Noel raised his eyebrows and looked calmly at his friend.

"Is she not to be pitied most?" he asked gently.

"Do you think so?" cried Floriot bitterly. "Then, what of me who adored her--and whose life she wrecked? I am an old man at thirty-five You told me so, yourself! Now, you know why!"

The other half raised his hand and murmured something sympathetic.

"You can never imagine what these last two years have been to me!" Floriot's voice was hoarse with anguish. "I have been tom with jealousy and dreams of vengeance and tortured almost beyond endurance by the memory of the happiness I have lost!" He dropped, shuddering, into a chair, his handkerchief pressed to his face. Noel gazed at him in pitying silence for several minutes. Then he spoke as gently as before.

"And yet, she was not wicked," he said, and Floriot writhed. "She was only frivolous and wanted luxury and pleasure. Life was too serious a problem for her. And you never suspected anything?"

"No!" groaned the figure in the chair. "I loved her and believed in her."

Noel walked over and put his arm affectionately across his friend's bowed shoulders.

"My dear old man, brace up!" he said, with not quite enough cheerfulness to grate. "Remember you have your boy still and--who knows? One of these days, perhaps, she'll be bitterly sorry for the misery she has caused, and you'll see her here again, asking----"

"I have seen her again!"

"She came back then?" asked Noel, dropping back, startled, as Floriot sprang up, his face blazing with anger again.

"This very day she had the impudence----"

"She came back?" repeated Noel's quiet voice, insistently. "And for what?"

"Oh, not for much!" replied Floriot with bitter irony. "Merely to ask my pardon, and to ask me to take her back into my house--in her old place, between my son and myself!"

"And what did you say?" The gentle voice and mild blue eyes were turning hard and metallic. "I told her to go!"

"You turned her out?"

"Turned her out!
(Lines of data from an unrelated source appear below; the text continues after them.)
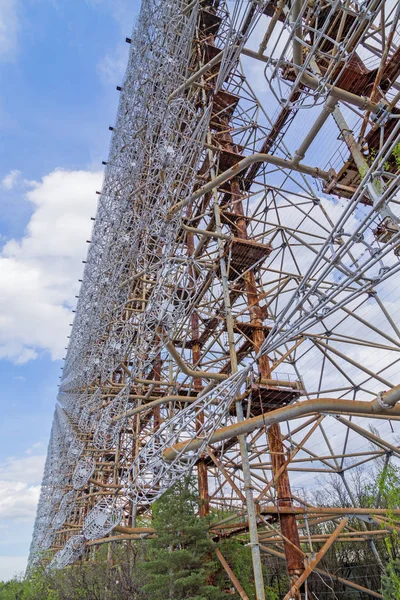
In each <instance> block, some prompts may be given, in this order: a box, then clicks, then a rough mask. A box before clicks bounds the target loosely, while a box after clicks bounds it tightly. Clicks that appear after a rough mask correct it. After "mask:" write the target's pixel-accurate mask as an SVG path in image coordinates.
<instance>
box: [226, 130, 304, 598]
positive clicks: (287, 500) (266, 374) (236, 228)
mask: <svg viewBox="0 0 400 600" xmlns="http://www.w3.org/2000/svg"><path fill="white" fill-rule="evenodd" d="M224 130H225V132H224V134H223V135H221V136H220V138H219V139H220V140H223V142H224V145H225V148H226V149H227V150H229V151H230V152H234V151H235V147H234V143H233V138H232V136H231V134H230V133H229V123H228V122H227V121H226V123H225V127H224ZM230 192H231V202H232V206H233V212H234V213H235V214H236V215H237V220H236V231H235V235H236V236H237V237H240V238H242V239H248V234H247V223H246V219H245V215H244V210H243V203H242V200H241V196H242V194H241V190H240V184H239V181H238V180H237V179H236V178H233V179H232V180H231V182H230ZM244 281H245V289H246V294H247V302H248V308H249V313H250V322H251V324H252V325H254V328H253V333H252V340H253V345H254V350H255V352H256V353H258V352H259V350H260V348H261V346H262V344H263V342H264V341H265V333H264V329H263V315H262V310H261V307H260V304H259V294H258V290H257V283H256V278H255V273H254V271H253V270H252V269H250V270H249V271H248V272H247V273H246V274H245V275H244ZM258 367H259V370H260V375H261V378H262V379H270V377H271V368H270V364H269V359H268V356H266V355H263V356H261V357H260V359H259V361H258ZM239 410H241V412H242V415H243V409H242V407H241V404H240V409H239ZM242 418H243V416H242ZM267 437H268V442H269V448H270V453H271V462H272V473H273V475H274V476H275V475H276V474H278V473H279V472H280V470H282V472H281V473H280V475H279V476H278V477H277V480H276V483H275V489H276V493H277V504H278V508H279V507H280V506H285V507H290V506H292V493H291V489H290V481H289V475H288V471H287V468H285V467H284V468H282V467H283V465H284V463H285V449H284V446H283V442H282V434H281V429H280V425H279V424H278V423H277V424H275V425H273V426H272V427H270V428H269V429H268V432H267ZM249 479H250V482H251V474H250V473H249ZM250 485H251V483H250ZM280 525H281V533H282V536H283V537H284V550H285V556H286V563H287V568H288V573H289V578H290V581H291V585H293V583H294V581H296V580H297V579H298V578H299V577H300V575H301V574H302V572H303V571H304V564H303V553H302V551H301V549H300V538H299V532H298V529H297V522H296V517H295V515H292V514H290V513H286V514H282V515H280ZM297 597H298V598H300V593H298V595H297Z"/></svg>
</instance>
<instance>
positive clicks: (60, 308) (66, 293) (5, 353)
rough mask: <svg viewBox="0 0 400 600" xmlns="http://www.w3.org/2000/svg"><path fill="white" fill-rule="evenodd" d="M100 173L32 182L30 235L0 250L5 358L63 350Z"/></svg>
mask: <svg viewBox="0 0 400 600" xmlns="http://www.w3.org/2000/svg"><path fill="white" fill-rule="evenodd" d="M0 1H1V0H0ZM101 177H102V174H101V173H99V172H90V171H66V170H61V169H56V170H54V171H53V172H51V173H50V174H48V175H46V176H45V177H43V179H42V181H40V182H29V186H30V190H29V191H28V192H26V199H27V200H28V201H30V202H31V203H32V204H33V206H34V212H33V214H32V217H31V219H30V221H29V223H28V226H27V228H26V232H25V235H24V237H23V238H22V239H21V240H10V241H8V242H7V244H6V245H5V246H4V248H3V251H2V253H1V254H0V271H1V273H2V285H1V288H0V358H8V359H11V360H13V361H14V362H16V363H18V364H21V363H24V362H27V361H28V360H32V359H34V358H35V357H36V356H37V354H38V353H39V352H40V351H43V350H47V351H49V352H50V353H51V356H52V358H53V359H59V358H61V357H62V356H63V355H64V350H63V349H64V346H65V342H66V335H67V332H68V323H70V322H71V318H72V315H71V307H72V306H73V305H74V304H75V302H76V301H75V295H77V293H78V290H79V284H78V279H79V278H80V276H81V274H82V264H81V261H82V259H84V258H85V256H86V252H87V244H86V240H87V239H89V236H90V231H91V221H90V216H91V215H93V214H94V213H95V191H96V189H97V188H98V187H99V186H100V184H101Z"/></svg>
Of course, I did!" And he stared in astonishment at his friend's set face and narrowed eyes.

"Floriot!" said Noel, sternly, "you have made a mistake! You turned her out in the street without knowing where she was going! My friend, unless, I'm badly mistaken myself, you'll be sorry for this in the morning!"

Floriot stood dumbly for a moment, twice began to speak, and then with a gesture of despair turned away. Noel watched him in silence. Presently he wheeled again, his face calm with some sudden resolve. The pain was in his eyes.

"Will you sit down, old man?" he said, quietly. "I want to tell you something."